On April 25, 2026, Snitker was inducted into the Braves Hall of Fame.

===Managerial record===

| Team | Year | Regular season |  |  |  |  | Postseason |  |  |  |
| Games | Won | Lost | Win % | Finish | Won | Lost | Win % | Result |
| ATL | 2016 | 124 | 59 | 65 | .476 | 5th in NL East | – | – | – | – |
| ATL | 2017 | 162 | 72 | 90 | .444 | 3rd in NL East | – | – | – | – |
| ATL | 2018 | 162 | 90 | 72 | .556 | 1st in NL East | 1 | 3 | .250 | Lost NLDS (LAD) |
| ATL | 2019 | 162 | 97 | 65 | .599 | 1st in NL East | 2 | 3 | .400 | Lost NLDS (STL) |
| ATL | 2020 | 60 | 35 | 25 | .583 | 1st in NL East | 8 | 4 | .667 | Lost NLCS (LAD) |
| ATL | 2021 | 161 | 88 | 73 | .547 | 1st in NL East | 11 | 5 | .688 | Won World Series (HOU) |
| ATL | 2022 | 162 | 101 | 61 | .623 | 1st in NL East | 1 | 3 | .250 | Lost NLDS (PHI) |
| ATL | 2023 | 162 | 104 | 58 | .642 | 1st in NL East | 1 | 3 | .250 | Lost NLDS (PHI) |
| ATL | 2024 | 162 | 89 | 73 | .549 | 2nd in NL East | 0 | 2 | .000 | Lost NLWCS (SD) |
| ATL | 2025 | 162 | 76 | 86 | .469 | 4th in NL East | – | – | – | – |
| Total |  | 1,479 | 811 | 668 | .548 |  | 24 | 23 | .511 |  |

==Personal life==
Snitker and his wife, Veronica (Ronnie), have two children. Snitker's father Richard died in 1993, and his mother Catherine died in March 2019.

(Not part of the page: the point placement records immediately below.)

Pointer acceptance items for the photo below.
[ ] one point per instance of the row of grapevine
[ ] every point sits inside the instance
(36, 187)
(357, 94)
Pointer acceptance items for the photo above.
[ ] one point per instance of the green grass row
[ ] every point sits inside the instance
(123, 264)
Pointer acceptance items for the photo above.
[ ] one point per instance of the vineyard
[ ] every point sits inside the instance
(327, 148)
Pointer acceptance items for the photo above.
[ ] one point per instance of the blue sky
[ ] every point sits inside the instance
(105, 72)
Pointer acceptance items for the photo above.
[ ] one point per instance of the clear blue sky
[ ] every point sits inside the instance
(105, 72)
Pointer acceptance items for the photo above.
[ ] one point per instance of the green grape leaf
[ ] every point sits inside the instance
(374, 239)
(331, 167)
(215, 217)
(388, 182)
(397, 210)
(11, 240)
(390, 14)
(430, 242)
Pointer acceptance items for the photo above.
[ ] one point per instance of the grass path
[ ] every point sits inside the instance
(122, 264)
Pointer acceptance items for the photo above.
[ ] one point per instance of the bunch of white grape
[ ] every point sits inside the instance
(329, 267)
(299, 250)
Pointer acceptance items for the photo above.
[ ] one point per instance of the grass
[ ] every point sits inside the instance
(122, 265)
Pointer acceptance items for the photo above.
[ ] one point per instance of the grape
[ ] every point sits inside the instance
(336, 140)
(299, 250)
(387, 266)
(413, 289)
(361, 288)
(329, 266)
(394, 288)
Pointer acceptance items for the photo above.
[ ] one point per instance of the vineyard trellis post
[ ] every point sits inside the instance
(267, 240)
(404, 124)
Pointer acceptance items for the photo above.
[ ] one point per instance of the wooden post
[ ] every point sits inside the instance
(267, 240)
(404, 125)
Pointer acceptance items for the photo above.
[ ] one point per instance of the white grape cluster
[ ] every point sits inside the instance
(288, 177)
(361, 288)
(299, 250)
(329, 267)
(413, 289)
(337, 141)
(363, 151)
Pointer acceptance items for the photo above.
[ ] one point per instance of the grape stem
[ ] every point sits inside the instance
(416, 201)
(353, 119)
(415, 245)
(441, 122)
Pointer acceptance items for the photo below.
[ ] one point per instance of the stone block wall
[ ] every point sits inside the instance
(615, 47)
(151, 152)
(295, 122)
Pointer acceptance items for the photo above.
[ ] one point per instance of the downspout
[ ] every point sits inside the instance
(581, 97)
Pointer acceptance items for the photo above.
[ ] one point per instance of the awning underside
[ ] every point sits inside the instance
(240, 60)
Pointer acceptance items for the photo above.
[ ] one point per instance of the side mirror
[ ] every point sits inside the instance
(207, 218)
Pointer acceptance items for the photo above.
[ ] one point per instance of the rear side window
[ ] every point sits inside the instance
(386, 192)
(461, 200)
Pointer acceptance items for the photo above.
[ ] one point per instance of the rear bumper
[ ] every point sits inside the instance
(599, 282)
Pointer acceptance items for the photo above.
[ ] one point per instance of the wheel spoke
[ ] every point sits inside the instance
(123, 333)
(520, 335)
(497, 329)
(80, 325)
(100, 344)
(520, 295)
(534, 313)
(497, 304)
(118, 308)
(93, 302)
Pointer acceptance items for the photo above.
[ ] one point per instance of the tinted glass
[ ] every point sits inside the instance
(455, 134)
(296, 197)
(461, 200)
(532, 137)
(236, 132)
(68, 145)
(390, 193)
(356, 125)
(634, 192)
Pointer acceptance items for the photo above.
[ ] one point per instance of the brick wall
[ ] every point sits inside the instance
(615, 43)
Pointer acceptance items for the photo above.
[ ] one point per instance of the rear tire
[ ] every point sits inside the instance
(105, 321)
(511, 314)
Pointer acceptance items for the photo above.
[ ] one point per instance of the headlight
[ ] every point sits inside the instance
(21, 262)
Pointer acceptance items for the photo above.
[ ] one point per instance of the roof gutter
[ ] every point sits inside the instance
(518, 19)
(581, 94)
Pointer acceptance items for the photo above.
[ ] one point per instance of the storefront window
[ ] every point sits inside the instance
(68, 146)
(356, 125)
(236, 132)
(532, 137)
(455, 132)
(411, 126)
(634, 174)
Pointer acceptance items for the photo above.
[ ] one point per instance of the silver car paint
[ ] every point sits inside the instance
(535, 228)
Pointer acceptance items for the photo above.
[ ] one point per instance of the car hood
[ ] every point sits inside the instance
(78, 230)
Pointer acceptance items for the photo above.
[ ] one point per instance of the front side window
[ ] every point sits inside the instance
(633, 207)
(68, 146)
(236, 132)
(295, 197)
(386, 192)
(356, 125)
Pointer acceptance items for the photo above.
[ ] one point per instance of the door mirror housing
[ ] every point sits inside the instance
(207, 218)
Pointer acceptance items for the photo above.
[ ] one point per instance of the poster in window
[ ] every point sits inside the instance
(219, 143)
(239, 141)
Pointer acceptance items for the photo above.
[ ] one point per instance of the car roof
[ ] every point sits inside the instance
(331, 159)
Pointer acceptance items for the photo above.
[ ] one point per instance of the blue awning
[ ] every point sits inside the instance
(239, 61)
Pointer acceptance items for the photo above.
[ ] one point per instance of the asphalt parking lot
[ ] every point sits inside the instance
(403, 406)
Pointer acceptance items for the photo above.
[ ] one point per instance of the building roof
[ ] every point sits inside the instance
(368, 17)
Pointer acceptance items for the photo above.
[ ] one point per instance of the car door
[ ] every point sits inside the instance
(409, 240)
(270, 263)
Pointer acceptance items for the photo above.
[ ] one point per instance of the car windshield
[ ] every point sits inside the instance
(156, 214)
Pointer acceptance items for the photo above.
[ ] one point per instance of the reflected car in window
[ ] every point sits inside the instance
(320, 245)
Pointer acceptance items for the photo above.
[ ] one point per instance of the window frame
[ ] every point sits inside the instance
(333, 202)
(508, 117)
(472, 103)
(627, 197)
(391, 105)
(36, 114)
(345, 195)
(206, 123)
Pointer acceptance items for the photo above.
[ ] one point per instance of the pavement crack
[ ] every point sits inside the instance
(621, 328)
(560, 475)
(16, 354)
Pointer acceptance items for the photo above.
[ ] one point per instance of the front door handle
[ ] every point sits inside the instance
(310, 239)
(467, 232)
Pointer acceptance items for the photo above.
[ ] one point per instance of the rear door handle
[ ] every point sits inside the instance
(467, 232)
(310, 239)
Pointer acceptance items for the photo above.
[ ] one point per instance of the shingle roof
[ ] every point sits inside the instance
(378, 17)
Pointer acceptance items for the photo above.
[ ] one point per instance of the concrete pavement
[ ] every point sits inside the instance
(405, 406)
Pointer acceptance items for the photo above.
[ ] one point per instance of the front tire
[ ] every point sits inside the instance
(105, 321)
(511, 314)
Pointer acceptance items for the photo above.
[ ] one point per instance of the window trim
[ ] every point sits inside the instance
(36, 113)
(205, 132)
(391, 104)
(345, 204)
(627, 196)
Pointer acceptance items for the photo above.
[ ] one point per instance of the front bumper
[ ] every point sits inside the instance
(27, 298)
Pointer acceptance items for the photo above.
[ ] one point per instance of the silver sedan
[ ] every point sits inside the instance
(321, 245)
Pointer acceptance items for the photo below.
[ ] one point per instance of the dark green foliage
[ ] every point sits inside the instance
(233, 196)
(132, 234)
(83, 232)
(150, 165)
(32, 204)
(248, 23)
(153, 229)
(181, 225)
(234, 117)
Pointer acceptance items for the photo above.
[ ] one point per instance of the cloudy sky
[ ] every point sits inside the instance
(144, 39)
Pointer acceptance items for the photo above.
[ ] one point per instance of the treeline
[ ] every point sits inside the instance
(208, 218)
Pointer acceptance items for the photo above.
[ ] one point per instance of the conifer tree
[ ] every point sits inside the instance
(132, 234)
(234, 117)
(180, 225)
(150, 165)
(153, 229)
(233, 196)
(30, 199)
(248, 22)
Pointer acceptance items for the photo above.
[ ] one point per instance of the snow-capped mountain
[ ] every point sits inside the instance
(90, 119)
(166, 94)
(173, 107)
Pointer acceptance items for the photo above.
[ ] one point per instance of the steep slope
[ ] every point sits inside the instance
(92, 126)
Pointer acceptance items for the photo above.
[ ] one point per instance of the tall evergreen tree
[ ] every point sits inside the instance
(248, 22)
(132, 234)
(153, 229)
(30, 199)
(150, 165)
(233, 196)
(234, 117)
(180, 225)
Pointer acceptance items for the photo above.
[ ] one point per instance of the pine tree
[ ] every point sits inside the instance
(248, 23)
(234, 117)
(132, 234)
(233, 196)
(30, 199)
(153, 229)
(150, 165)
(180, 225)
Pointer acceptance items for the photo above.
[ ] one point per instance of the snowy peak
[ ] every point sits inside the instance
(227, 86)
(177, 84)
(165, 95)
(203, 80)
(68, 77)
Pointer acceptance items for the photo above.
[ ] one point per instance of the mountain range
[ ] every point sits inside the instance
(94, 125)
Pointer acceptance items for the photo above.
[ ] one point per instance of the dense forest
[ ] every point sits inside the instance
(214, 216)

In the 2011 Major League Baseball draft, Snitker's son Troy was drafted by the Braves in the 19th round and traded to the Pittsburgh Pirates in March 2013. After retiring as a player, Troy joined the Houston Astros organization as a coach. The Atlanta Braves faced the Houston Astros in the 2021 World Series, making the series a family affair for the Snitkers. Snitker and Troy, for the Braves and Astros, respectively, presented the lineup cards before Game Three of the World Series.